Banks to weather Iran shocks–BSP
The Philippine banking system has limited direct exposure to the conflict in the Middle East, the Bangko Sentral ng Pilipinas (BSP) said, adding that strong capital buffers and ample liquidity should help cushion the industry from the fallout.
In its report on the Philippine financial system for the second half of 2025, the BSP said banks and nonbank financial institutions had remained in sound condition during the period, leaving the industry well-positioned when the Middle East crisis escalated earlier this year.
Assets held by Philippine banks rose 8.9 percent to P29.9 trillion in 2025, slightly slower than the previous year’s 9-percent growth but still outpacing the economy’s 5.4-percent expansion.
Bank lending climbed 11.7 percent to P17.1 trillion last year, driven by stronger borrowing from households and businesses in the electricity, real estate and wholesale trade sectors.
The central bank said lenders benefited from easing macroeconomic conditions and lower interest rates, allowing them to rebalance portfolios toward “high-quality, liquid instruments” while maintaining flexibility in managing risks.
“Latest supervisory assessments likewise indicate that the banking system’s direct exposures to geopolitical tensions in the Middle East remain limited, with risks largely transmitted through indirect channels, such as higher oil prices, inflationary pressures, foreign exchange movements and tighter global financial conditions,” the central bank said.
“Banks’ strong capital and liquidity positions, diversified funding bases and proactive risk management practices provide cushions against these external spillovers, supporting overall system resilience amid heightened global uncertainty,” it added.
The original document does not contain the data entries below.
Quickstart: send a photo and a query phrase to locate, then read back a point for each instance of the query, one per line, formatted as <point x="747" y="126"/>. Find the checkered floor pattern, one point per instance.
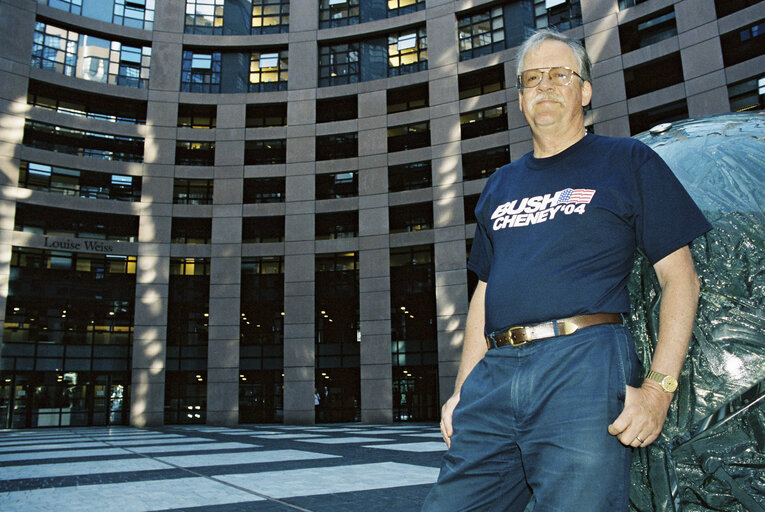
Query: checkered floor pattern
<point x="265" y="468"/>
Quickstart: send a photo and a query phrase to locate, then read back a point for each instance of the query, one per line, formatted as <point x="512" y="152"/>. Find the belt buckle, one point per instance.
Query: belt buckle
<point x="510" y="332"/>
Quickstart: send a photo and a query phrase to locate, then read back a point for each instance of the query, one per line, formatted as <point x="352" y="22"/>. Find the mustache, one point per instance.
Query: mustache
<point x="548" y="96"/>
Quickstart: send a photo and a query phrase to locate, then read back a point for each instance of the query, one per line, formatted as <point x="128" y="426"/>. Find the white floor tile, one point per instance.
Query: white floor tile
<point x="429" y="446"/>
<point x="345" y="440"/>
<point x="335" y="479"/>
<point x="143" y="496"/>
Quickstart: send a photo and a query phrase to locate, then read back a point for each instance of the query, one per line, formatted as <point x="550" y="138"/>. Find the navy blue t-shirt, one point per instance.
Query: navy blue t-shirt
<point x="556" y="236"/>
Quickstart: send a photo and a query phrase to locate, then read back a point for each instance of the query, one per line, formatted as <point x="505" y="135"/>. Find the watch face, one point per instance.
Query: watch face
<point x="669" y="383"/>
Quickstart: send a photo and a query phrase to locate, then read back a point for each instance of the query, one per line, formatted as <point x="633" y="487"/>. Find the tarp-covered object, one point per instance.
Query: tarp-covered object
<point x="711" y="454"/>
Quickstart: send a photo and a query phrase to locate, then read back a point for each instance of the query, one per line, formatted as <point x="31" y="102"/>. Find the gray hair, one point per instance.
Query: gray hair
<point x="580" y="53"/>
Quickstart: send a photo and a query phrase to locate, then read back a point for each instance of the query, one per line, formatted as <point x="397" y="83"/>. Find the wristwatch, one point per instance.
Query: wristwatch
<point x="668" y="382"/>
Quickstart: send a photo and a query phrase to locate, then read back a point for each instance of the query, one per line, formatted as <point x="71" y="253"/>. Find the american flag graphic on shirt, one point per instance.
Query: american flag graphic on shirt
<point x="575" y="195"/>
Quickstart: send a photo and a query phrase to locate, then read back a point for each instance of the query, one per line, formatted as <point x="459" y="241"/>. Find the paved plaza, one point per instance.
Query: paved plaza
<point x="264" y="468"/>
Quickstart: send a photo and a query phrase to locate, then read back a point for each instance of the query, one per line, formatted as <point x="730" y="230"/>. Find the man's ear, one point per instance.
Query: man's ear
<point x="586" y="93"/>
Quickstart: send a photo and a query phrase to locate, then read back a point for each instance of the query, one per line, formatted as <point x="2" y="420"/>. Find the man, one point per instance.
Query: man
<point x="546" y="406"/>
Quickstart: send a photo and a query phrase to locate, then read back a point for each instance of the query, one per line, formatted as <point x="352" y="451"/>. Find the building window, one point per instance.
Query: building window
<point x="188" y="311"/>
<point x="89" y="57"/>
<point x="192" y="191"/>
<point x="263" y="190"/>
<point x="91" y="106"/>
<point x="648" y="30"/>
<point x="193" y="115"/>
<point x="481" y="33"/>
<point x="481" y="82"/>
<point x="72" y="182"/>
<point x="337" y="311"/>
<point x="413" y="324"/>
<point x="201" y="72"/>
<point x="82" y="143"/>
<point x="339" y="145"/>
<point x="258" y="230"/>
<point x="337" y="109"/>
<point x="333" y="225"/>
<point x="626" y="4"/>
<point x="747" y="95"/>
<point x="409" y="176"/>
<point x="410" y="136"/>
<point x="261" y="332"/>
<point x="642" y="121"/>
<point x="130" y="13"/>
<point x="726" y="7"/>
<point x="482" y="164"/>
<point x="268" y="71"/>
<point x="407" y="52"/>
<point x="191" y="230"/>
<point x="408" y="98"/>
<point x="78" y="315"/>
<point x="483" y="122"/>
<point x="743" y="44"/>
<point x="266" y="114"/>
<point x="55" y="49"/>
<point x="189" y="152"/>
<point x="399" y="7"/>
<point x="560" y="15"/>
<point x="654" y="75"/>
<point x="44" y="220"/>
<point x="185" y="397"/>
<point x="338" y="13"/>
<point x="337" y="185"/>
<point x="265" y="152"/>
<point x="204" y="17"/>
<point x="469" y="203"/>
<point x="270" y="16"/>
<point x="339" y="64"/>
<point x="410" y="217"/>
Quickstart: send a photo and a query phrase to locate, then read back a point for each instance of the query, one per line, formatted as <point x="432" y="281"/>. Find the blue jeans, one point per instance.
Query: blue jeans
<point x="532" y="424"/>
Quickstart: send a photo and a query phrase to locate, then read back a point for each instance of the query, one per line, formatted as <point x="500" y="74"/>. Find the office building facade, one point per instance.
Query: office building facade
<point x="215" y="210"/>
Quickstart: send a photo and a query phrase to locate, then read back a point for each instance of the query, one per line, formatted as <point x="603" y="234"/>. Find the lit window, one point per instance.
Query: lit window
<point x="201" y="61"/>
<point x="407" y="41"/>
<point x="269" y="60"/>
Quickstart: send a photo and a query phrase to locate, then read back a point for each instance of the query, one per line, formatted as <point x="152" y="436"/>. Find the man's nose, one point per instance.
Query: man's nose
<point x="545" y="81"/>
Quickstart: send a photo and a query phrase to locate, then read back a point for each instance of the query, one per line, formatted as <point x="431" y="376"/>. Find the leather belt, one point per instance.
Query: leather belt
<point x="517" y="336"/>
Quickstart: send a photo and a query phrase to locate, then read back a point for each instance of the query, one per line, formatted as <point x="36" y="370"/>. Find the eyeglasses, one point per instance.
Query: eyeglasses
<point x="560" y="75"/>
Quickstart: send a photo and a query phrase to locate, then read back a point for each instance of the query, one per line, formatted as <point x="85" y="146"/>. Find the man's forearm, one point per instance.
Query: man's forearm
<point x="474" y="345"/>
<point x="679" y="300"/>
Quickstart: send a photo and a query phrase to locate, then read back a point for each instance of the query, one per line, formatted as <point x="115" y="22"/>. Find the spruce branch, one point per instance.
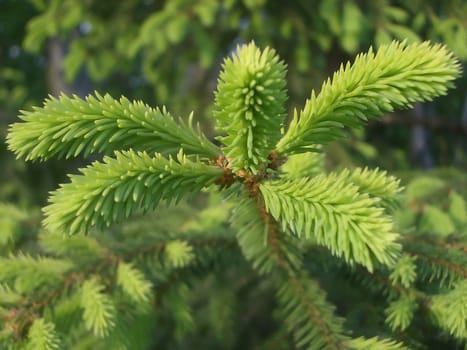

Global debt watchers have warned that Philippine banks could still come under pressure from a prolonged conflict in the Middle East. The war is seen to fuel fresh inflation and force central banks to hike interest rates, slowing credit growth and straining borrowers already grappling with higher fuel and food costs.
Analysts have also cautioned that a wider regional war could displace Filipino workers in the Gulf, threatening remittance flows that support household spending and domestic consumption.
Amid the crisis, BSP Gov. Eli Remolona Jr. said the central bank remained committed to fostering a regulatory environment that supports the continued growth and resilience of banks and nonbanks while protecting the interests of Filipino financial consumers.